Dat het kleine Nederland, wat Rutte gebruikte als argument toen het over de dividendbelasting ging, niet veel invloed heeft op China of de toestanden in de VS kan een reden zijn om die onderwerpen niet uitgebreid aan te kaarten. Maar in het Europa van de Unie heeft Nederland wel een stem. En in de EU is er van alles aan het schuiven, wordt er aangedrongen op het nemen van stappen nu er dan toch als gevolg van de Brexit momentum is, zoals dat ook wel wordt genoemd. Maar welke kant wil Nederland dat de Unie op gaat als de Britten vertrekken? Het kabinet heeft er geen duidelijk standpunt over ingenomen, om de simpele reden dat de vier coalitiepartijen het daar niet over eens zijn. vvd, cda en ChristenUnie zijn, in verschillende gradaties, eurosceptischer dan d66.

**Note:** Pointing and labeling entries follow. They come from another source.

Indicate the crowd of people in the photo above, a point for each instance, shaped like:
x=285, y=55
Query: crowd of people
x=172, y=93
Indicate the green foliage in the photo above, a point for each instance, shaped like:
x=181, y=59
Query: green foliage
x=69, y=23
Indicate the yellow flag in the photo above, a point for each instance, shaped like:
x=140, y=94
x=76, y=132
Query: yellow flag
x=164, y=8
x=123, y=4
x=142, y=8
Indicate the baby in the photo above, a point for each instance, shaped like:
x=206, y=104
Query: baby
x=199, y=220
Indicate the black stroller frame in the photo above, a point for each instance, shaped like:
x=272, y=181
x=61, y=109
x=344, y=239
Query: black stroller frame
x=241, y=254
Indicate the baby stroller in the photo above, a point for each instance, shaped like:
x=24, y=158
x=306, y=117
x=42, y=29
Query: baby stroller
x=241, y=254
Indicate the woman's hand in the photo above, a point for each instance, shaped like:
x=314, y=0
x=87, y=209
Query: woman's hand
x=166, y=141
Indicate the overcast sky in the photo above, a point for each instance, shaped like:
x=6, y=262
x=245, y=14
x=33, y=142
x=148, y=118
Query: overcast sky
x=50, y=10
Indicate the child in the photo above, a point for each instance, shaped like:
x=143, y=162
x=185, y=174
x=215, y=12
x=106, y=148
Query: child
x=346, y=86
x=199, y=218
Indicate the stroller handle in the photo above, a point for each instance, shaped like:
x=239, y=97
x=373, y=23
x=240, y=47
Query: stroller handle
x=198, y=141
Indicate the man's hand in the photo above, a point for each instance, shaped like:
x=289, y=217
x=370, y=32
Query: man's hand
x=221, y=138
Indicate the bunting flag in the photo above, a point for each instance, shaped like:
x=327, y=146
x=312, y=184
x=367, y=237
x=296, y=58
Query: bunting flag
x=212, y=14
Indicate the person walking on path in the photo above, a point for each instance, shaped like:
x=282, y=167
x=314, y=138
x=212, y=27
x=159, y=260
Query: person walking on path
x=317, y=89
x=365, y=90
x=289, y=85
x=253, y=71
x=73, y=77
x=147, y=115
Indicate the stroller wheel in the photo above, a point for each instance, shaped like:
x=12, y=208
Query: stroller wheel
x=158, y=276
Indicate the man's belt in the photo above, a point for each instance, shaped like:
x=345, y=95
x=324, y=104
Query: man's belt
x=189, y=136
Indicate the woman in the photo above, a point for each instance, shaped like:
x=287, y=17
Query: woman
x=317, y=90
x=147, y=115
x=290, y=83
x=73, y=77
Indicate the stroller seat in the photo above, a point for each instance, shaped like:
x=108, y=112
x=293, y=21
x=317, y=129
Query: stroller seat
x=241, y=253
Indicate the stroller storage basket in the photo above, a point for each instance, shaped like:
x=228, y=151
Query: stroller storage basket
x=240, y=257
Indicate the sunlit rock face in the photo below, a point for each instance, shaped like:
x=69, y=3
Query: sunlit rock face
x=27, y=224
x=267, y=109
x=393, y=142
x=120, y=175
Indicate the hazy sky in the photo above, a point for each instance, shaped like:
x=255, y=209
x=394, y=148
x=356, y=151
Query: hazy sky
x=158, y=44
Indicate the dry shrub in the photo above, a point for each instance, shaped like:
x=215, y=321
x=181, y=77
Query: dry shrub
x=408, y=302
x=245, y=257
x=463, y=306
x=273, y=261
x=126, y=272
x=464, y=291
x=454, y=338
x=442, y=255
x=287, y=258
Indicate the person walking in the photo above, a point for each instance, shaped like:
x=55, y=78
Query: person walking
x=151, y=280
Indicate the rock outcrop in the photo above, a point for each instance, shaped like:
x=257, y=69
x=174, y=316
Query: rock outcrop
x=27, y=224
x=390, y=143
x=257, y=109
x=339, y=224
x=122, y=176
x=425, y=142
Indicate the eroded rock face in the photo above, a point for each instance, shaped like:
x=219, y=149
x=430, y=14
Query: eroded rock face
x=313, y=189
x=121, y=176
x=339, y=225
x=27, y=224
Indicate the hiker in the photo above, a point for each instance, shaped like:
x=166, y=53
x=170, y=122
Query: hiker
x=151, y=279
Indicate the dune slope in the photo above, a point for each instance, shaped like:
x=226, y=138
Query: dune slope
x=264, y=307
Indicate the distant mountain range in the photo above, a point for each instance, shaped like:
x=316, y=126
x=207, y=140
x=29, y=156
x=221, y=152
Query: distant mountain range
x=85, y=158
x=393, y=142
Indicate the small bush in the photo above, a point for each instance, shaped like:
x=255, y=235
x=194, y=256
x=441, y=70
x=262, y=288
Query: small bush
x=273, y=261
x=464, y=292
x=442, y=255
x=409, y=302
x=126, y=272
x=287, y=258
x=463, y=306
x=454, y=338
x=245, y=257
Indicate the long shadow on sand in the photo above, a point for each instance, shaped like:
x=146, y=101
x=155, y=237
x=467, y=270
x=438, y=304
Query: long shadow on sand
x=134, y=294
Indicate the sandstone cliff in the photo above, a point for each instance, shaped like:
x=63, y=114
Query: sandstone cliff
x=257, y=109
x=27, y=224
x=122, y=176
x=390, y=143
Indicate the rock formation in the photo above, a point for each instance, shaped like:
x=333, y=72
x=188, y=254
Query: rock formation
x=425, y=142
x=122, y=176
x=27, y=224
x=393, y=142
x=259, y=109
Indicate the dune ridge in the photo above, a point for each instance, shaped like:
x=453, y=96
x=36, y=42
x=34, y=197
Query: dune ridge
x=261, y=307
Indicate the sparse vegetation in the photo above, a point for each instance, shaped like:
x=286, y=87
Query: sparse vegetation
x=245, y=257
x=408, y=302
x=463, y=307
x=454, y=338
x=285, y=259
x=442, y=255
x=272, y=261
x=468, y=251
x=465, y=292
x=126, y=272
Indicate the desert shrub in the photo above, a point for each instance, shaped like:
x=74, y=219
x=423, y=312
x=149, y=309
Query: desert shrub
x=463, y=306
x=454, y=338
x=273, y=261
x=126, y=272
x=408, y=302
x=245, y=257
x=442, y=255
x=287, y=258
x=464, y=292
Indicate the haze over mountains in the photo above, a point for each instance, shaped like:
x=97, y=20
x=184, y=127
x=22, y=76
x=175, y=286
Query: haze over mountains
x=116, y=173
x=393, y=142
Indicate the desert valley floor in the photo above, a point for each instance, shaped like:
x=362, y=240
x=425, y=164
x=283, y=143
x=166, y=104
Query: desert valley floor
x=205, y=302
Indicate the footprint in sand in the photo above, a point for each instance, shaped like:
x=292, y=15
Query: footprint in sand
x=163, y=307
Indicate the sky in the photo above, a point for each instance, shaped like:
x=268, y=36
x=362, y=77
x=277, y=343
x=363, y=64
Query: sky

Wat nu dreigt, voelt daarom ook als vanouds. Dat de gewone Nederlander niet wordt meegenomen in de discussie over Europa en op een dag ineens wakker wordt in een steeds hechter geworden Europa waar hij misschien helemaal niet voor is. Of juist wel voor is, terwijl hij wakker wordt in een Unie met verschillende snelheden, met kopgroepen en achterblijvers.
Tegen de achtergrond van die onrustige wereld kregen de moties over de wijkverpleging en de Nederlandse vlag iets absurds. Het was alsof de Nederlandse politici door het uiteinde van een trechter naar de wereld hadden gekeken. Daar koopt de gewone Nederlander uiteindelijk niks voor.